Wellness may be grabbing the headlines, but Americans still have a sweet tooth. One product segment that continues to hold its own for most vending operators, despite the twin challenges of a recession and the wellness movement, has been pastry.
Pastry sales have taken their hit along with other vend product segments in recent years, but the Automatic Merchandiser State of the Vending Industry Report, published in June, reported baked goods sales were flat, making them one of the better performers in the candy/snack/confections segment. The only candy/snack/confections segments to outperform pastries were crackers, food snacks and nuts and seeds, all of which are much smaller product segments.
Pastries have also been price point leaders in the critical candy/snack/confection segment. Candy and snack manufacturers introduced numerous large size packages in recent years to allow vending operators to offer higher prices. However, based on data provided by Management Science Associates, which tracks item level vending sales, the only large size product to win a spot in the top 20 selling items in 2011 was a pastry product, Cloverhill Bakery’s 4-ounce Big Texas Cinnamon Roll.
The Cloverhill Bakery item, selling at an average price of $1.06 in 2011, was the only top selling item in the candy/snack/confection segment with an average selling price over $1.00, according to the State of the Vending Industry Report.
In examining baked goods sales in greater detail, 1-year sales performance varied by category. Baked goods represent the third largest candy/snack/confection segment after confections and snacks. Within the candy/snack/confection segment, the larger categories split about evenly among those that fared well and those that did not: sweet rolls, honey buns, and crème-filled snacks did well while cereal snacks, Danish, and donuts/gems fared poorly.
Given the challenged state of the vending industry, pastry sales are holding their own. This observation was shared by randomly selected operators, brokers, distributors and manufacturers interviewed by Automatic Merchandiser.
“There’s still a great market for it,” said Tim Garner, national sales manager for vending at Hostess Brands, which carries both fresh and frozen pastry. Garner admitted that the wellness movement has had an impact on the demand. He said wellness is a bigger factor on the coasts while the Midwest and Southeast remain the stronger regions for pastry sales.
Southeast sees strong pastry sales
Pastry sales have been the strongest segment in the candy/snack/confections business for Buffalo Rock Co. in Birmingham, Ala., according to Dick Hanson, executive director of sales and marketing. The region of the country he serves – the Southeast – has historically been one of the strongest pastry markets in the U.S. Nevertheless, Hanson cannot explain why his pastry sales are up 7 percent this year, leading all other candy/snack segments. The company’s overall vending sales have been flat.
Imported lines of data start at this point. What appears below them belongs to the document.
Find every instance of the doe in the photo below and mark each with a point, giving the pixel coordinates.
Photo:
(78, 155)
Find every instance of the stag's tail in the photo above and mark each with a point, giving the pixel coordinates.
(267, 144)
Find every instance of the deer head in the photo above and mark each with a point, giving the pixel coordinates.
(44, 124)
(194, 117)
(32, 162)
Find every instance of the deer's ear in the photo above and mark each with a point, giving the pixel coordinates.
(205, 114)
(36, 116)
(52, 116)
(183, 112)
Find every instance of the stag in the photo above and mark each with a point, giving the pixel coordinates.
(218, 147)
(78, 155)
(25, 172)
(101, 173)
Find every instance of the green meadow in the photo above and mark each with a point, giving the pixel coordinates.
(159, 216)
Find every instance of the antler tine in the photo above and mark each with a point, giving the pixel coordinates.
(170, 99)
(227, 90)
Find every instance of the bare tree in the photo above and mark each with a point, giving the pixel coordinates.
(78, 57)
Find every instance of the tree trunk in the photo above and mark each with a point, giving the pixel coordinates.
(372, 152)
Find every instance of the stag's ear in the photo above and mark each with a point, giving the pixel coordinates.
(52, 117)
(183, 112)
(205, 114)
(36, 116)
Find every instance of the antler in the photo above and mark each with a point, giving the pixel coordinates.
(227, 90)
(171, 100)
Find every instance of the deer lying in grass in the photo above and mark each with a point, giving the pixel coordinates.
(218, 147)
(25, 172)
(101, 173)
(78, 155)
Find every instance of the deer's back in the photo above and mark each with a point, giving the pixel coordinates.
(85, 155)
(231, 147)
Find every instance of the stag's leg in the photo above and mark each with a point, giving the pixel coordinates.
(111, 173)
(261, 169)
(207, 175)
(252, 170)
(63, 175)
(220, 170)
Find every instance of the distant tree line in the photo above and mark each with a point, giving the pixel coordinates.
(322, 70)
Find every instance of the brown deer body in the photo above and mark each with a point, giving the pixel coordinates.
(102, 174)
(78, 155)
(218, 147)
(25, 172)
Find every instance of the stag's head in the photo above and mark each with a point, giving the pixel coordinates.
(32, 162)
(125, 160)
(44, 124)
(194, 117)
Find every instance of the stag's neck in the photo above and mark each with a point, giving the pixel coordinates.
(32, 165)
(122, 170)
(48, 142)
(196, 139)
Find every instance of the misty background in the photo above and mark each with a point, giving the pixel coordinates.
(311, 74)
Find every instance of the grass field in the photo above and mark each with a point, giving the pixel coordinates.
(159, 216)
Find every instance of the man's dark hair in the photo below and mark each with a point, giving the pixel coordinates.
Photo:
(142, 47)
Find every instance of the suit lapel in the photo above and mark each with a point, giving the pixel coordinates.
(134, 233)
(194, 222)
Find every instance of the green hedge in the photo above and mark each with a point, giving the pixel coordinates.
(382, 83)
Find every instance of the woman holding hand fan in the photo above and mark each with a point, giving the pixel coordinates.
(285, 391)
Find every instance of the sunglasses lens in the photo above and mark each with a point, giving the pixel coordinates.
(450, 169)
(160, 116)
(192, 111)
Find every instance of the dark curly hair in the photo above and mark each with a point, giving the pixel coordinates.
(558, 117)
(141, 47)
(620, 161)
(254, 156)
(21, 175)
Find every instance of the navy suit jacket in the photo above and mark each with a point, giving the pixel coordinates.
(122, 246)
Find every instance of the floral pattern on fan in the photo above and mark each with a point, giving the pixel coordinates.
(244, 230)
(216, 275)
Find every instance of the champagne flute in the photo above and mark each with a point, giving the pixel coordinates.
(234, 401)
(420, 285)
Buffalo Rock mainly carries Cloverhill Bakery fresh products. According to Hanson , the Cloverhill Honey Bun is the top selling pastry item for the company, priced between 90 cents and $1.25.
Most of the accounts Buffalo Rock serves are industrial, which historically are strong pastry accounts. Nevertheless, the company has been required to follow nutrition rules in many accounts, some of which mandate 25 percent “good for you” offerings.
Randy Sikes, president of Vendors Supply, the Columbia, S.C.-based vend product distributor, said fresh pastry continues to dominate the vend pastry business in the Southeast. However, he said product quality has improved for frozen pastry in recent years. He said it is harder than ever to tell a product was shipped from the distributor to the operator in a frozen state.
Frozen-shipped pastries typically require operators to place their own expiration dates on the products after they are thawed.